Sesampainya di masjid, kembali aku dikejutkan oleh ibu yang mabuk dalam perjalanan tadi. Sepertinya ibu itu tidak lekas melanjutkan perjalanannya agar bisa cepat sampai kerumah. Aku lihat ibu itu terguling di serambi masjid. Ia nampak sangat kelelahan. Kerudungnya yang kusut menutupi sebagian wajahnya yang terpejam. Sesekali aku mendengar suara ibu itu lirih mengucap syukur.
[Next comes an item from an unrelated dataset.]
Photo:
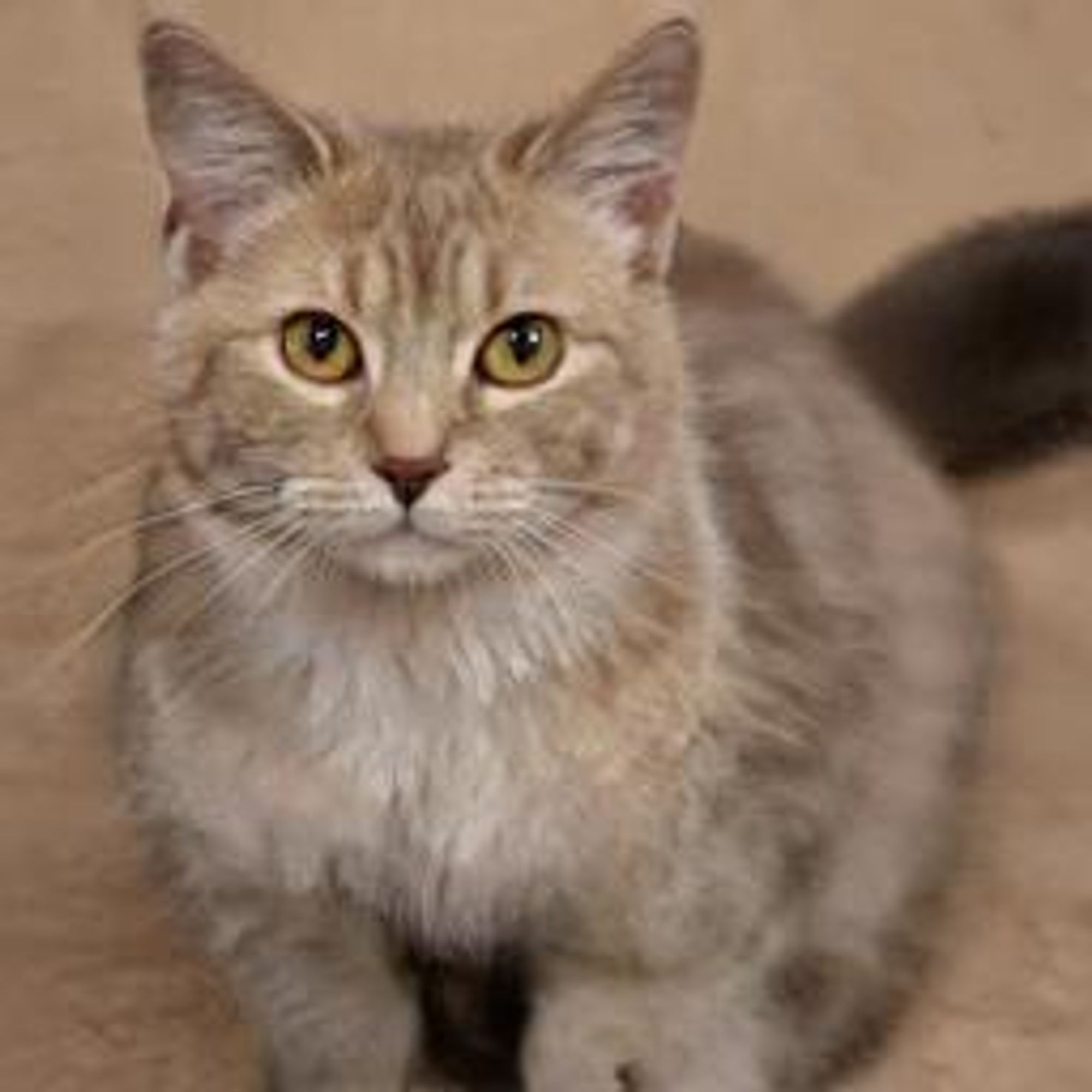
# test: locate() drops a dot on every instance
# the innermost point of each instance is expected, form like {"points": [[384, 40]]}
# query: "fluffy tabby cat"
{"points": [[550, 671]]}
Alhamdulillah ya Allah...Alhamdulillahirobbil alamiin..!” ucapan ibu itu membuat aku tertegun. Matanya terus terpejam, dan bibirnya yang kering sedikit terbuka diakibatkan ganjalan lengan kanannya yang ditekuk sebagai bantal.

Tiba – tiba aku teringat ibuku, kakak permpuanku, dan adik – adik perempuanku.
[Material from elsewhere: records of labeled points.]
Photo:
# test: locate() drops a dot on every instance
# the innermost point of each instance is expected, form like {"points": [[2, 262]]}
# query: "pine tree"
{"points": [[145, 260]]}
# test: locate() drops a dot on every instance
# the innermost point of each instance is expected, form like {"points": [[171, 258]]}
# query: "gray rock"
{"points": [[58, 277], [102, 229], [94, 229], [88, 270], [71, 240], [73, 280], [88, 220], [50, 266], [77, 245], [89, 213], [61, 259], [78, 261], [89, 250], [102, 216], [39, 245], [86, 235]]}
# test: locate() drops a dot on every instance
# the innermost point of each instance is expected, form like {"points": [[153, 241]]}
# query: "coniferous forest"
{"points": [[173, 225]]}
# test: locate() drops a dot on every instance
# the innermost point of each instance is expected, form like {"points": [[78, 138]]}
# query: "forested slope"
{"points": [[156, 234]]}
Pemandangan seperti ini sempat membuat aku tidak nyaman, bulu kudukku tiba – tiba berdiri. Aku tidak mengerti maksud dari semuanya.

Sejenak kemudian aku mendengar kembali ibu itu berkata sendirian.

” Alhamdulillah ya Allah..kulo tesih di kei keselametan..” maksud ibu itu dia bersyukur karena masih diberi keselamatan.

Mungkin ibu itu merasa telah lepas dari sebuah masalah besar, dan semua yang dia anggap penderitaan dan kekuatan untuk menghadapinya semata – mata karena kasih sayang Tuhan jua. Dia kini merasa lebih aman dan lebih nyaman meski baru sampai di msajid terminal. Lalu kebahagiaan seperti apa yang akan dia dapatkan jika benar – benar telah sampai tujuannya?, sedangkan baru sampai di peristirahatan saja dia begitu merasa bahagia sekali. Subahanallah...aku tidak bisa menggambarkan kabahagiaan ibu itu nantinya.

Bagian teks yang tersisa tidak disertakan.